ISSN Print: 2152-274X
ISSN Online: 2152-2758

Archives: Volume 1, 2010 to Volume 3, 2012

Radio Physics and Radio Astronomy

DOI: 10.1615/RadioPhysicsRadioAstronomy.v1.i4.20
pages 281-289


V. N. Melnik
Institute of Radio Astronomy, National Academy of Sciences of Ukraine
Alexandr A. Konovalenko
Institute of Radio Astronomy of the National Academy of Sciences of Ukraine
H. O. Rucker
Institut für Weltraumforschung der Österreichischen Akademie der Wissenschaften, 6, Schmiedlstrasse, Graz, 8042, Austria
V. V. Dorovsky
Institute of Radio Astronomy, National Academy of Sciences of Ukraine
E. P. Abranin
Institute of Radio Astronomy, National Academy of Sciences of Ukraine
A. Lecacheux
Ovservatoire Paris-Meudon, Paris, CNRS UMR 8644, France
A. S. Lonska
V. Karazin National University of Kharkiv, 4, Svoboda Sq., Kharkiv, 61077, Ukraine


Investigated are properties of S-bursts observed within 10−30 MHz with the UTR-2 radio telescope in 2001−2002. Three storms of these bursts occurred on May 23−26, 2001, July 13−16 and July 27−30, 2002 were selected for a detailed analysis. Altogether, during these storms more than 800 bursts were recorded. The bursts were always observed on the background of enhanced solar activity at decameter wavelengths. Those were the ordinary type III and IIIb bursts, type III-like bursts, drift pairs, and spikes. The S-bursts were observed on the days when the related active region was located near the central meridian. Duration of bursts for every storm remained practically constant, being 0.3 s during the storm of 2001 and 0.4−0.6 s during the storms of 2002. The instantaneous frequency bandwidth of S-bursts has been found increasing with frequency sensibly linearly.

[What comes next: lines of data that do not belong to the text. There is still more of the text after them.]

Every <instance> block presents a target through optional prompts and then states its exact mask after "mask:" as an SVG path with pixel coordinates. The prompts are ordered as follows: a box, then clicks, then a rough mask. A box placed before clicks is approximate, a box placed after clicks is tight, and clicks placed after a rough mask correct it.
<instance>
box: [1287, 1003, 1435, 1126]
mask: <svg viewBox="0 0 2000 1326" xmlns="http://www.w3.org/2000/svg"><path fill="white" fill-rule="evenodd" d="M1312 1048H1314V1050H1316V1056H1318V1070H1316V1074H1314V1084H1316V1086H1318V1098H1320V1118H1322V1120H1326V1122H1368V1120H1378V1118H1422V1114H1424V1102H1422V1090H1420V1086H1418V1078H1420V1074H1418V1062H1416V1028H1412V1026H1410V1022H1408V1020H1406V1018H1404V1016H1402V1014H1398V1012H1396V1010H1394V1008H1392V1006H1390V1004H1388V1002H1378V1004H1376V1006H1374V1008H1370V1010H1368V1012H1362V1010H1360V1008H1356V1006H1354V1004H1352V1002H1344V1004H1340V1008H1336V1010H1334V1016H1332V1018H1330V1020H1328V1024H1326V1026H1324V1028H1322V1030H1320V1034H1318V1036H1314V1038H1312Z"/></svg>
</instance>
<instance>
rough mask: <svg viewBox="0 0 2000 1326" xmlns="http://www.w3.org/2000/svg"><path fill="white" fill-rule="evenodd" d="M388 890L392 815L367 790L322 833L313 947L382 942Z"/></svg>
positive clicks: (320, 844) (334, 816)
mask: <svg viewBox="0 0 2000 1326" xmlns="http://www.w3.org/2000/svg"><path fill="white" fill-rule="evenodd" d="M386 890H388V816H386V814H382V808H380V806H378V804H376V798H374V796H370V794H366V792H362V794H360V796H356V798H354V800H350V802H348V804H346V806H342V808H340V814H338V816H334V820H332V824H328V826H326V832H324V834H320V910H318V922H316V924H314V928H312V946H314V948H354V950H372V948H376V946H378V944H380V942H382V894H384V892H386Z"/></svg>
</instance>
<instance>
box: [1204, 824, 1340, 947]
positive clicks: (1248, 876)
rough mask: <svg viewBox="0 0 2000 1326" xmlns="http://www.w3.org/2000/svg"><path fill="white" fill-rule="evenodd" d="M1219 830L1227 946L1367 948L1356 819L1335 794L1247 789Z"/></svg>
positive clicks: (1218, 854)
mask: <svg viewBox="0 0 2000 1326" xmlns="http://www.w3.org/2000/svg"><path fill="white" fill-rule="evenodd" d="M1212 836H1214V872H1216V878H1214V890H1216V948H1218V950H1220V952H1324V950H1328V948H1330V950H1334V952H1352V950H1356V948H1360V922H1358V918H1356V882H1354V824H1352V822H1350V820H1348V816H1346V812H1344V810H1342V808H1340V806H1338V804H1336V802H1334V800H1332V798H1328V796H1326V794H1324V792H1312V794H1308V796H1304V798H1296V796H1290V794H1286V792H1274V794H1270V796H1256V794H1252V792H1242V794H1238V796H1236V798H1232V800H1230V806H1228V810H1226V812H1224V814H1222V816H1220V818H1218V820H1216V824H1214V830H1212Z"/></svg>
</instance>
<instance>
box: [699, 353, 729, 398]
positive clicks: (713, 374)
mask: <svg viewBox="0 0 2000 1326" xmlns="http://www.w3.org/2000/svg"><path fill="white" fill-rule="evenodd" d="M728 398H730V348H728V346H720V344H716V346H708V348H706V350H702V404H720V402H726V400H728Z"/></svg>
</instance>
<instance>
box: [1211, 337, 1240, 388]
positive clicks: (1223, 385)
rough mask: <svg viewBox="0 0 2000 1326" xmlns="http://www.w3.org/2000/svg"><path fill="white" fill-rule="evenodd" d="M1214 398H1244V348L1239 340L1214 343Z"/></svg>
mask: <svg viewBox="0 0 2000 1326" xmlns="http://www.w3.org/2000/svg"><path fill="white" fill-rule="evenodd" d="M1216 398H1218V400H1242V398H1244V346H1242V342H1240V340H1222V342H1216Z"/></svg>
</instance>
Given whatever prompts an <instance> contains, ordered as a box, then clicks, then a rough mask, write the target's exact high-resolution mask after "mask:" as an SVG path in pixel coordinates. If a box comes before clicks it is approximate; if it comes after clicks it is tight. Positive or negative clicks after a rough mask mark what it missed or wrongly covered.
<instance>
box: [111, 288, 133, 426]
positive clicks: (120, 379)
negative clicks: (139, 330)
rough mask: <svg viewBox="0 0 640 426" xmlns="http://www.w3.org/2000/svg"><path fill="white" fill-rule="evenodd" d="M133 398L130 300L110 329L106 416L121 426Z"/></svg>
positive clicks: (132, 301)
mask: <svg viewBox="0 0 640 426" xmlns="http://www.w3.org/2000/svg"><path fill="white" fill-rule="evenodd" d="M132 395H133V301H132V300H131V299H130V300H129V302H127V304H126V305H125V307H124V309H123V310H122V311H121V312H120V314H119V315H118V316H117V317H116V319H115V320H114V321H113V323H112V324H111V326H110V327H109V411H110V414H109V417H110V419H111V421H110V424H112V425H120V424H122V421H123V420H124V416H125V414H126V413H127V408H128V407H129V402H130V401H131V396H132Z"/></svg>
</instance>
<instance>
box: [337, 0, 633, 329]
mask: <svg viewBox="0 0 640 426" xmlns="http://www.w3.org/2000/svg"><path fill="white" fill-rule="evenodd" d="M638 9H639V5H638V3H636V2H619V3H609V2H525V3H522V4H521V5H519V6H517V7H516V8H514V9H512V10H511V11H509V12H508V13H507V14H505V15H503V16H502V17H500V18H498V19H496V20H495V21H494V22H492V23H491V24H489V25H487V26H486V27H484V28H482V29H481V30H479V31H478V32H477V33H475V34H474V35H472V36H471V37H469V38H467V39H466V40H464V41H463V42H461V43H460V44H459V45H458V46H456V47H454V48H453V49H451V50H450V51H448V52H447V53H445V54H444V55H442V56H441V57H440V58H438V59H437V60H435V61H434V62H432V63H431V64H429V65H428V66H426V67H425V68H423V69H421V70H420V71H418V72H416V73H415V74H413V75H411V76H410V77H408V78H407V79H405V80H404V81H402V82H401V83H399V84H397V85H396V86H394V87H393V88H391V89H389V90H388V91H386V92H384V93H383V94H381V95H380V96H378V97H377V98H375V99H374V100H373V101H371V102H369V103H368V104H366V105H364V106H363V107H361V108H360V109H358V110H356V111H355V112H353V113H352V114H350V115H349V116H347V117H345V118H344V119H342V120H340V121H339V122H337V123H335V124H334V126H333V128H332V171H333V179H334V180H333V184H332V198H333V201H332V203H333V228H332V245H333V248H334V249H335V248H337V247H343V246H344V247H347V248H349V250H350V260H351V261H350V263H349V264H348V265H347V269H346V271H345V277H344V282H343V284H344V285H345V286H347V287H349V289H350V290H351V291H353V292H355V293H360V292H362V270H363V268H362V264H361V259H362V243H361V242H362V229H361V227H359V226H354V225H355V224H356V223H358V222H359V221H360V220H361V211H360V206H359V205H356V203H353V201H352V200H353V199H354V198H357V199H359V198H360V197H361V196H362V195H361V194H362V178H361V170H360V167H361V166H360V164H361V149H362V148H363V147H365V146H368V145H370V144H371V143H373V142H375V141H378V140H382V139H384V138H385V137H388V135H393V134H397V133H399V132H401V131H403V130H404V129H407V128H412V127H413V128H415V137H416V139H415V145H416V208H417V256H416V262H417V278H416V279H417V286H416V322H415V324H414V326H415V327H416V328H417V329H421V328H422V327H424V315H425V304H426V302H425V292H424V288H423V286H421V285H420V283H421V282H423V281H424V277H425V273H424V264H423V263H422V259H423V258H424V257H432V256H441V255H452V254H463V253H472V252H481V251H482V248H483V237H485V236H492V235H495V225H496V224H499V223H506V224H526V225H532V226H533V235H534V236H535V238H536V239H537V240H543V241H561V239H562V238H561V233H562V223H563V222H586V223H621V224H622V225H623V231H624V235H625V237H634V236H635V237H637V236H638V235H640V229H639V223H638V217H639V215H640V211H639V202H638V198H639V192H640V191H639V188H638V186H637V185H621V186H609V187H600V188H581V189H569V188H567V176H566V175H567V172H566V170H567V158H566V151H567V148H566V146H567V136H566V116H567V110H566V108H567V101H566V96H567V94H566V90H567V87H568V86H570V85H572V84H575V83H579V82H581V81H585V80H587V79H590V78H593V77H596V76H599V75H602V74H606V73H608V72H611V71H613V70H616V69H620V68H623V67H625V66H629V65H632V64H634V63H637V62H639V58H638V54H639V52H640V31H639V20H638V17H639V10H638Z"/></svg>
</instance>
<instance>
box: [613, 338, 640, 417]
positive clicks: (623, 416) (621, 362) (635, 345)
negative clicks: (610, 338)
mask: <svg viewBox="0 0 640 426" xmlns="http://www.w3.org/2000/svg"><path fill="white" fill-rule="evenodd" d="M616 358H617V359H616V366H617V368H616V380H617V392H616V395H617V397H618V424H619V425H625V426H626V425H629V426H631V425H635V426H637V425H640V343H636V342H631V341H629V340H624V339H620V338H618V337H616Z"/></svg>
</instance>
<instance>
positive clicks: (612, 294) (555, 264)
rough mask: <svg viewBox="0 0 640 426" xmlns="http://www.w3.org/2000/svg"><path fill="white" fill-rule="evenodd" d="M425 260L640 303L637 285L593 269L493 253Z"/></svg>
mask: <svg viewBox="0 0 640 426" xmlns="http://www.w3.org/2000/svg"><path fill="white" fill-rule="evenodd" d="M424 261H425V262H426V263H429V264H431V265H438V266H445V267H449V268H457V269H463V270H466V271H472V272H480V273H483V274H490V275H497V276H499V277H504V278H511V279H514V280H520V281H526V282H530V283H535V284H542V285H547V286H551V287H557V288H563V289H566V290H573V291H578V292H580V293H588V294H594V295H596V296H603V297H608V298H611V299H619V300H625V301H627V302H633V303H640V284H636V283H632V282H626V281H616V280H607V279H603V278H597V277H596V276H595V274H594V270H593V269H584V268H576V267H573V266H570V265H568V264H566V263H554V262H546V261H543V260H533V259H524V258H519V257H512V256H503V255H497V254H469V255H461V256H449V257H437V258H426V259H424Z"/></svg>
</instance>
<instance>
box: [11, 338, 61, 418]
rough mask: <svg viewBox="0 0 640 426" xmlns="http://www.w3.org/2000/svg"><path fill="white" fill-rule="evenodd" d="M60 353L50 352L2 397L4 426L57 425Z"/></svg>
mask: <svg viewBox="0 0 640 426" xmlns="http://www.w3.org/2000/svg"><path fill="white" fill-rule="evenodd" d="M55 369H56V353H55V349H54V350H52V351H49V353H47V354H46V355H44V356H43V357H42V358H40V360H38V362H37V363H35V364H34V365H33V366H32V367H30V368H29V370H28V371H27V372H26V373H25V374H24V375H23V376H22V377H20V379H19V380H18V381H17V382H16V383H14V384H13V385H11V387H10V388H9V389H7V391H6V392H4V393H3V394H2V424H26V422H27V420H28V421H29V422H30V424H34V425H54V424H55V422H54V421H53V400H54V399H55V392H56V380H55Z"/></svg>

The drift rate of S-bursts varies with frequency according to the law close to the one found by McConnell for the bursts at higher frequencies. Offered is the model of generation of S-bursts based on assumption that they are generated due to Langmuir waves coalescence with fast magnetoacoustic waves whose phase and group velocities are equal.